We would like to correct the errors made by Dr Reiter in his table. These may stem from an incorrect assumption that all intentional overdoses were taken at a single time point and, conversely, that all unintentional overdoses were staggered, and that the overdose categories analysed in the two papers are therefore interchangeable. This is a common misconception, and we welcome the opportunity to clarify this point. Dr Reiter suggests that the number of staggered cases (n= 161) in the most recent paper is very similar to the sum of cases defined in our previous paper as unintentional (n= 110) and patients in whom no clear history of suicidal ideation was available (n= 53) . However, this ignores the 52 cases excluded from the total (n= 663) cohort in our most recent paper due to an incomplete overdose time course history. This is the same group described in our original paper, as ‘patients with unobtainable overdose history’. To further clarify this point, expand and correct Dr Reiter's analysis, as demonstrated in Figure 1 there are effectively five overdose categories: single time point suicidal (n= 443); staggered suicidal (n= 47); staggered accidental (n= 114); single time point accidental (n= 6); and cases where one or both elements of the time course or suicidal ideation were unknown (n= 53). The last four subgroups are all associated with a higher risk of adverse outcomes and should be classified as high risk (Figure 1). Other errors included in the table are as follows: an assumed mortality for the intention unknown group is stated to be ‘20/24’, when in the original paper this was clearly stated as 36/53 cases (67.9%) and Dr Reiter's unintentional mortality rate of 38.2% is incorrect and should read as 42.7% (47/110 cases).

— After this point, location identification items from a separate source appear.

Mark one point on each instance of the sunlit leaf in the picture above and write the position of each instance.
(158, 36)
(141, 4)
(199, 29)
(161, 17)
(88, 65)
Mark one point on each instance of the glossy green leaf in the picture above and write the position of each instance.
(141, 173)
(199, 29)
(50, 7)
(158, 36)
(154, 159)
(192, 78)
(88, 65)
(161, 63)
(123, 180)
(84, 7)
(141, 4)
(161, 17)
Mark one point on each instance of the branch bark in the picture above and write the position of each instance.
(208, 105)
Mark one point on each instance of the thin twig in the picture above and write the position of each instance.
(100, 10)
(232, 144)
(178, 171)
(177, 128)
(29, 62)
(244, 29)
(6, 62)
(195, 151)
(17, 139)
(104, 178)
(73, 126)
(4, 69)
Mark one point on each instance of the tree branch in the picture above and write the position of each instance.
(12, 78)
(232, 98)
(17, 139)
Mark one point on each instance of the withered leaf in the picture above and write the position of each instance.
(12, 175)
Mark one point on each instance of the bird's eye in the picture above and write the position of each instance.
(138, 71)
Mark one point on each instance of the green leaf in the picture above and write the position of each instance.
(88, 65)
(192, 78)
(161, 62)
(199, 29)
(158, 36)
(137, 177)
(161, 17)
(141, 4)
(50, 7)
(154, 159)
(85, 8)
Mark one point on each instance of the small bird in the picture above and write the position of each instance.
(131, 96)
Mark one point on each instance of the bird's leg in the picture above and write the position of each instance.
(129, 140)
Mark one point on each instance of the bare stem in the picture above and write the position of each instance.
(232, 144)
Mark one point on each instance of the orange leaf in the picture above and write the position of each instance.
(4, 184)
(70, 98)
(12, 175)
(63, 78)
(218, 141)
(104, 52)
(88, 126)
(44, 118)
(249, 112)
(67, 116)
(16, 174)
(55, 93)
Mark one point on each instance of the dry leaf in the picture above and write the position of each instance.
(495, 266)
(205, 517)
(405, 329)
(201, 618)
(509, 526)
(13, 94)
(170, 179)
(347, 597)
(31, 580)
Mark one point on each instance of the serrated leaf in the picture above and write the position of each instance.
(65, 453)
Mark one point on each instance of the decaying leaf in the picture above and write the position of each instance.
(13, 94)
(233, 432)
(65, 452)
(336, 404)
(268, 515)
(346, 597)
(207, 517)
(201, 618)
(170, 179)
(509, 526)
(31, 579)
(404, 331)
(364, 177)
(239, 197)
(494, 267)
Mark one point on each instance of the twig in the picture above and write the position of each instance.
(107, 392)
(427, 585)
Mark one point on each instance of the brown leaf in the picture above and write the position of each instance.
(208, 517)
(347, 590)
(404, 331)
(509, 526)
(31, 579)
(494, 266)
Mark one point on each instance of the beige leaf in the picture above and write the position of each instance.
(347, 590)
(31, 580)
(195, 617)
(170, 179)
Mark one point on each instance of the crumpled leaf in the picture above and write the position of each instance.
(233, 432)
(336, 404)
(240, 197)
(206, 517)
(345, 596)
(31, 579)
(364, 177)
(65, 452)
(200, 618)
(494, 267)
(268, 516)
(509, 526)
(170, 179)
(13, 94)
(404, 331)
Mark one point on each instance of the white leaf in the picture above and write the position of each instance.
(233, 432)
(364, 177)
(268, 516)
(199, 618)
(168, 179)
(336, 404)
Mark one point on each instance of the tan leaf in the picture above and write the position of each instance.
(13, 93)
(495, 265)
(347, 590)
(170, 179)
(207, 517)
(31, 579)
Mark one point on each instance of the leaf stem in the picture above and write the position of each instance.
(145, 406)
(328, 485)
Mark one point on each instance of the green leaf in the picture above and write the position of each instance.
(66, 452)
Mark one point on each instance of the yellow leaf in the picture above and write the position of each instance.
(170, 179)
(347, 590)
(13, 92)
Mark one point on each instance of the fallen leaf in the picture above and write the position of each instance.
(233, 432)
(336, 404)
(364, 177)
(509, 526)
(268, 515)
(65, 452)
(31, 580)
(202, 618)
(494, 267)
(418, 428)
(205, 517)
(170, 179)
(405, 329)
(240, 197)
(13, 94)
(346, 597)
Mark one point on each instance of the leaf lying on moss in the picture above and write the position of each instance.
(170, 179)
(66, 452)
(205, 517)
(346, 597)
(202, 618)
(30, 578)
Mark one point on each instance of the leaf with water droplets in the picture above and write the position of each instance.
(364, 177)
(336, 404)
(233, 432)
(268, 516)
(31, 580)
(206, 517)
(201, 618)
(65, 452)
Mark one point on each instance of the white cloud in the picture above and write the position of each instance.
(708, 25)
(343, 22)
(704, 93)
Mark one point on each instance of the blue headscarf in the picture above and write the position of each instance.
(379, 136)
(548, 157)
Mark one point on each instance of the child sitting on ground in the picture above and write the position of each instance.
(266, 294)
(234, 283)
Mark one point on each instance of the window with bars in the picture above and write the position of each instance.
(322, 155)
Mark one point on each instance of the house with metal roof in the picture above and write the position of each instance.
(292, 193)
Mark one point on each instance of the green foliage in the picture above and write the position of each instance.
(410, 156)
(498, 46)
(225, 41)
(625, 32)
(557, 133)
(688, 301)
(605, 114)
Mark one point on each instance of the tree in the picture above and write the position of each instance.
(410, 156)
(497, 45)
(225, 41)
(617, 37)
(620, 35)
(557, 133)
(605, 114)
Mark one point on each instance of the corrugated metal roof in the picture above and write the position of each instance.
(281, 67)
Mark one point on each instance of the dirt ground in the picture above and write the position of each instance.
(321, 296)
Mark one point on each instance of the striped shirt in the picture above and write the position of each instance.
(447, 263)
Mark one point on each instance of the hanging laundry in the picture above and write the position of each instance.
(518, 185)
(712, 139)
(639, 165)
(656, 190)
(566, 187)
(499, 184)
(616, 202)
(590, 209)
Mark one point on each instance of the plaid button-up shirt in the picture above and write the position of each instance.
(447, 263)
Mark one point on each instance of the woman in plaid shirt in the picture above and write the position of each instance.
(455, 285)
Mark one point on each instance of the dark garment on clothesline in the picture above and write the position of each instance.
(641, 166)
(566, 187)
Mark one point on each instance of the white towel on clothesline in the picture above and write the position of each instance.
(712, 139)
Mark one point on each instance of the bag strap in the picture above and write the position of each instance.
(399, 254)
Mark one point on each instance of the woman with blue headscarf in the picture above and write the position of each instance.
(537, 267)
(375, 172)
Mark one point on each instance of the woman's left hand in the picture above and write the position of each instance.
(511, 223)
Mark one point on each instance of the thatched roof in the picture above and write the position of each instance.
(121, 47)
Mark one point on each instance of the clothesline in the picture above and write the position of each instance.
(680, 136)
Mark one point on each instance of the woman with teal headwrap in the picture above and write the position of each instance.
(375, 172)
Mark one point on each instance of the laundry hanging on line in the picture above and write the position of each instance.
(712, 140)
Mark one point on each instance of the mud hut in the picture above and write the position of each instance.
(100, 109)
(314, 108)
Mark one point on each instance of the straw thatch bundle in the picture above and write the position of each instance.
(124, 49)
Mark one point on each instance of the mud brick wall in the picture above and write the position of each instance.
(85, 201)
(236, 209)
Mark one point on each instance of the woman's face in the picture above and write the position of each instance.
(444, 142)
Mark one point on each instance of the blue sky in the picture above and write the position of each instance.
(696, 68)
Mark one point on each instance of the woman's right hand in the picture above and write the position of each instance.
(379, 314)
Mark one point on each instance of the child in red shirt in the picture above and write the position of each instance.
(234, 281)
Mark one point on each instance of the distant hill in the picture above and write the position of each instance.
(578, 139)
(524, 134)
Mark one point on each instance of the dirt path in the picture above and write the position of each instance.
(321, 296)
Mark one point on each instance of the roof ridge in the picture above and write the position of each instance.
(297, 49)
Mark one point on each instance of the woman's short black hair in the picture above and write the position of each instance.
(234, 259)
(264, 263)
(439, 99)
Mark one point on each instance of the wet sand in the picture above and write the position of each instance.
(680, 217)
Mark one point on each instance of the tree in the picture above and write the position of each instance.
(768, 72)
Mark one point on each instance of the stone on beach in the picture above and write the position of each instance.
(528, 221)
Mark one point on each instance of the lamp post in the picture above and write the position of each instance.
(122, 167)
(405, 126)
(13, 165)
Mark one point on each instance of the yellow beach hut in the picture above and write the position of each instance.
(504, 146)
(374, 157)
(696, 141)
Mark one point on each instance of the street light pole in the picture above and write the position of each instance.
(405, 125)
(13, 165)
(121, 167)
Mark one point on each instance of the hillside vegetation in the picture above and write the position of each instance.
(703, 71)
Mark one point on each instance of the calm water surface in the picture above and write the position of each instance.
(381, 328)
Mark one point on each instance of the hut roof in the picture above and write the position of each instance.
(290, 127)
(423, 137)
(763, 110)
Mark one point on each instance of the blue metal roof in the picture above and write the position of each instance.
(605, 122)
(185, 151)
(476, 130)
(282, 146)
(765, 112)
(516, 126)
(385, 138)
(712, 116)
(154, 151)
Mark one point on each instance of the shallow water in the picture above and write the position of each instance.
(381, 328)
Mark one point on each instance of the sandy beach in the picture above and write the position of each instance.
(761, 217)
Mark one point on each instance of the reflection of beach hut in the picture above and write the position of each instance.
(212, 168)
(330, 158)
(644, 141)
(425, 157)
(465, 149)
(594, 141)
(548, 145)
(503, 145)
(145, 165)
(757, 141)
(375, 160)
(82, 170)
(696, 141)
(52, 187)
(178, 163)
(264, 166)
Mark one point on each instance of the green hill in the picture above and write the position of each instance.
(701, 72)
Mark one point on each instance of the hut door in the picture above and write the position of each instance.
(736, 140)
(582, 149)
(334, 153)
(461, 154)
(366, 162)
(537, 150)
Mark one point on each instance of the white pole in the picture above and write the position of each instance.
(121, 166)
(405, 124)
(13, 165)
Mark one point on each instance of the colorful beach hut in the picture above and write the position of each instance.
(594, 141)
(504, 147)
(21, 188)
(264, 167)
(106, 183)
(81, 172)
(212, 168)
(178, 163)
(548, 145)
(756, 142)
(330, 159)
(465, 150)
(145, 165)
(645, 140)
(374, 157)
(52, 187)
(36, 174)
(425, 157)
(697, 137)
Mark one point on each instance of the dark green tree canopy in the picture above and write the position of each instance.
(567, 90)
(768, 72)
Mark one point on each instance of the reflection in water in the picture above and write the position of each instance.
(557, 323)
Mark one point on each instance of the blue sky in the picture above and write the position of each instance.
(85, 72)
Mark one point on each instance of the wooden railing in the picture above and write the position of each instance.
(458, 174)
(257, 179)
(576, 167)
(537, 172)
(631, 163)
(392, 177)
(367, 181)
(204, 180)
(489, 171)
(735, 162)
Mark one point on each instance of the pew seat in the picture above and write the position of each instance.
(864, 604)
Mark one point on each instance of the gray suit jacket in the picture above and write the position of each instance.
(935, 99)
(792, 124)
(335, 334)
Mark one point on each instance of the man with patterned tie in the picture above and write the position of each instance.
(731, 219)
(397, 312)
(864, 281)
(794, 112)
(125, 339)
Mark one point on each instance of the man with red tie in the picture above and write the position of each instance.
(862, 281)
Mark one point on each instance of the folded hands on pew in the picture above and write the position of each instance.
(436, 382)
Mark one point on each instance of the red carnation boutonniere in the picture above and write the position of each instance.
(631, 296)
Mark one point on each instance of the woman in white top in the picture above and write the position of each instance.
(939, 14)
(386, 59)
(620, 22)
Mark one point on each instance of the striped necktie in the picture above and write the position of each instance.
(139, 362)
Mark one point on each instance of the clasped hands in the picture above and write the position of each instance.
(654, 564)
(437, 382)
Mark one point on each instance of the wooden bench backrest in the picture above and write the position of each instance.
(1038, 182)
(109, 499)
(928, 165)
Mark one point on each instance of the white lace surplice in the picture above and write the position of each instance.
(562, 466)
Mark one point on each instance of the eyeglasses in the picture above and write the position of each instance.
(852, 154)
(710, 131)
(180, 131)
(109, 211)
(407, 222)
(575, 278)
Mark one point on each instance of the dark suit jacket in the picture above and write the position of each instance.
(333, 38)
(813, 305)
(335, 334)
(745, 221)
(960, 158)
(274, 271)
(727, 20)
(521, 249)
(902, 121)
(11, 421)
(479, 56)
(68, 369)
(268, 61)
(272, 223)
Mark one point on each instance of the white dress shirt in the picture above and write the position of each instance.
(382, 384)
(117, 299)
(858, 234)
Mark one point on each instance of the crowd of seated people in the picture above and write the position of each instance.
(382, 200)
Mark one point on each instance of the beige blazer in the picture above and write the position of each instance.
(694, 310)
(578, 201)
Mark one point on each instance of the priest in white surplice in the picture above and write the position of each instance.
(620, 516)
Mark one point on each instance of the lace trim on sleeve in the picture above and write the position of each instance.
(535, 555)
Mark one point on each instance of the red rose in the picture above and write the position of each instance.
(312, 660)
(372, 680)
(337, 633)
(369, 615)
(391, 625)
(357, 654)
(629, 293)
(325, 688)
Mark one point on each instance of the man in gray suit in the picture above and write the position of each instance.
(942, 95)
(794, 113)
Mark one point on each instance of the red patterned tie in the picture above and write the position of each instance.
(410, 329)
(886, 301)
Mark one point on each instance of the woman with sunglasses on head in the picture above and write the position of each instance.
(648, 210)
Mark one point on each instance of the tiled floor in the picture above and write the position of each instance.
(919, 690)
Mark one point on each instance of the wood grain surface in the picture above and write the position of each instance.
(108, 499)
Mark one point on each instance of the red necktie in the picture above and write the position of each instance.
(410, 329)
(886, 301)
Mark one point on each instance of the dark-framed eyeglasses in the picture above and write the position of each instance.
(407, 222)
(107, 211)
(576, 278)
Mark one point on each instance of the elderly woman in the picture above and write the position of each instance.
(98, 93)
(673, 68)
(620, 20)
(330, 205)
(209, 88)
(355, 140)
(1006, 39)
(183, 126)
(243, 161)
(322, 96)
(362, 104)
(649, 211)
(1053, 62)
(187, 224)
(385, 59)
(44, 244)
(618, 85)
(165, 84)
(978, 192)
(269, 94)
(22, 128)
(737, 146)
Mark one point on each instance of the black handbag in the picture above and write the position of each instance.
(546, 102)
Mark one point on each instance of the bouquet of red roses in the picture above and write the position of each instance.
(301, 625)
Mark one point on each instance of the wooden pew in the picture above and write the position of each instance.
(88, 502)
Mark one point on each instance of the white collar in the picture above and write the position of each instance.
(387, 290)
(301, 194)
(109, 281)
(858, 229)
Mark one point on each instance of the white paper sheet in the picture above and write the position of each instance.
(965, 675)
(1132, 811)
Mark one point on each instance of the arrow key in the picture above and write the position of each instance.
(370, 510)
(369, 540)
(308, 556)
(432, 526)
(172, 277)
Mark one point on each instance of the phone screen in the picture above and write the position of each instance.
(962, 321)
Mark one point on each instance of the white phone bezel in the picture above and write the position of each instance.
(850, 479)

The clear message from the two BJCP papers is that atypical overdose patterns are associated with poor outcomes and should be treated as high risk. We hope that our most recent paper  helps to highlight the dangers of repeatedly exceeding the recommended dose of paracetamol and the importance of checking for inadvertent consumption of more than one paracetamol-containing product when self-medicating for pain control; a public health message that we consistently and repeatedly stated during the many interviews associated with the publication of this second article. We again thank the editors of the BJCP for giving us the opportunity of publicly stating our sincere regret in not citing our earlier BJCP paper. Although unintentional, we fully accept the seriousness of this omission and will ensure that this does not occur in future submissions.
All authors have completed the Unified Competing Interest form at http://www.icmje.org/coi_disclosure.pdf (available on request from the corresponding author) and declare: no support from any organisation for the submitted work; no financial relationships with any organisations that might have an interest in the submitted work in the previous 3 years; and no other relationships or activities that could appear to have influenced the submitted work.